BELGISCHE SENAAT
________
Zitting 2012-2013
________
13 mei 2013
________
SENAAT Schriftelijke vraag nr. 5-9009

de Fatma Pehlivan (sp.a)

aan de minister van Justitie
________
De aanwijzing van voogden voor niet-begeleide minderjarige vreemdelingen
________
voogdijschap
minderjarigheid
kind
politiek asiel
illegale migratie
asielzoeker
________
13/5/2013Verzending vraag
28/4/2014Einde zittingsperiode
________
Herkwalificatie van : vraag om uitleg 5-3302
________
SENAAT Schriftelijke vraag nr. 5-9009 d.d. 13 mei 2013 : (Vraag gesteld in het Nederlands)

Op basis van onder andere het Verdrag voor de Rechten van het Kind en de Resolutie van de Raad van de EU van 26/6/1997 inzake niet begeleide minderjarige onderdanen van derde landen, is België ertoe gehouden voldoende bescherming te bieden aan niet-begeleide minderjarige vreemdelingen (NBMV) op haar grondgebied. Dat betekent concreet dat België in afwachting van een duurzame oplossing, de minderjarige moet opvangen en hem tegen misbruik en uitbuiting beschermen.

Om deze bescherming te realiseren, krijgt elke NBMV een voogd toegewezen die de belangrijke opdracht heeft de jongere te begeleiden, te vertegenwoordigen en te zorgen voor de jongere tijdens zijn verblijf in België. In het belang van de minderjarige die in een uiterst kwetsbare situatie zit, zouden er strenge criteria moeten zijn voor de aanwerving van voogden en nadien nauwgezette controle op de uitvoering van zijn taken. Helaas blijkt dat niet het geval te zijn.

Na het fiat van de dienst Voogdij en een stoomcursus van vier dagen kan de voogd aan de slag, als hij of zij een document van goed gedrag en zeden kan voorleggen. Op dit moment volstaat een document om jarenlang aan de slag te blijven. Pleegt een voogd zedenfeiten, dan weet Justitie dat niet.

Volgens Kinderrechtencommissaris Bruno Vanobbergen is er amper controle. Voogden worden geselecteerd en doorlopen daarvoor een bepaald proces, maar eenmaal geselecteerd is er nauwelijks begeleiding en ondersteuning.

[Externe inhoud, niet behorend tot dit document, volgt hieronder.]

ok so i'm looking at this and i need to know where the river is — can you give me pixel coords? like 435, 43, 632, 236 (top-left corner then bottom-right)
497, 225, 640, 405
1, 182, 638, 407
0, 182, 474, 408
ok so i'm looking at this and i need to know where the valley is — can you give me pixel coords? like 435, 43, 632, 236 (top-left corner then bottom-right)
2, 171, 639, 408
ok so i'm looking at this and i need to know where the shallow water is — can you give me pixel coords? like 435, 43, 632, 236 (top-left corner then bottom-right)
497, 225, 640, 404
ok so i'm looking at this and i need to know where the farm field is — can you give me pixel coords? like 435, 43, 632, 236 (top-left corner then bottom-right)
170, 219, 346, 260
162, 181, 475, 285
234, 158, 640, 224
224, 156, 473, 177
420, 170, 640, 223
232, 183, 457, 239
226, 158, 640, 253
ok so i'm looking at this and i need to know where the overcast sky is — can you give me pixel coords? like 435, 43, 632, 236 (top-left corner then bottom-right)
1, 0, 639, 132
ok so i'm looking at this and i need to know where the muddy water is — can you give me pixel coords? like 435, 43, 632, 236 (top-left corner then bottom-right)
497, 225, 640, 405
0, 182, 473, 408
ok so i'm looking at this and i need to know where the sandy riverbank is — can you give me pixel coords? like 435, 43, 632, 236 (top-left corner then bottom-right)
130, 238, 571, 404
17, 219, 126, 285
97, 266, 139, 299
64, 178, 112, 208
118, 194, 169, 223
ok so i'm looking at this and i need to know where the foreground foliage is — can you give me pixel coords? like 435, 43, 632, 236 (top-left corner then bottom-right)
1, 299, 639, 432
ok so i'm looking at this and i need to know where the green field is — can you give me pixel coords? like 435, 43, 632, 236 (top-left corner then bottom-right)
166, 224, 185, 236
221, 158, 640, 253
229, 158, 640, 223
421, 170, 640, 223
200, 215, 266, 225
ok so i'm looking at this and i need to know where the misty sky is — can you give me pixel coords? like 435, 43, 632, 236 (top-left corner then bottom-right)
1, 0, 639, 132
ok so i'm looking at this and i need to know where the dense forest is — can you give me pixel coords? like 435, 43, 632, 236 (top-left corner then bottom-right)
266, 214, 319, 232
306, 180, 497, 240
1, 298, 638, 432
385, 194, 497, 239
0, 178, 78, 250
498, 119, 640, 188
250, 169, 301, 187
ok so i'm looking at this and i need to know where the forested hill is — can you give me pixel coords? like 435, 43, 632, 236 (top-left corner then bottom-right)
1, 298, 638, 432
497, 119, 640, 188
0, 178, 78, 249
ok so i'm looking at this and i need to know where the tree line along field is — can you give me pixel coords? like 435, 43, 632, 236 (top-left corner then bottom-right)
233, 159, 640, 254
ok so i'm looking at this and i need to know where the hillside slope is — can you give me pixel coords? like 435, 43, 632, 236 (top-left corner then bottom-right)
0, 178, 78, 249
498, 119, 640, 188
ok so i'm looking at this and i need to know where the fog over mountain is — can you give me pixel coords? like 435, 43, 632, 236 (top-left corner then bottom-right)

Volgende vragen aan de minister.

1) Gaat u maatregelen nemen voor een strengere criteria en selectie voor de aanwerving van voogden? Zo ja, welke?

2) Gaat u de controle op de voogden opdrijven om eventuele misbruiken te kunnen opsporen en hoe gaat u dit doen?

3) Hoe evalueert u de begeleiding en ondersteuning van voogden? Bent u het eens met het Kinderrechtencommissariaat dat die moet opgedreven worden? Zo ja, welke initiatieven gaat u daartoe nemen?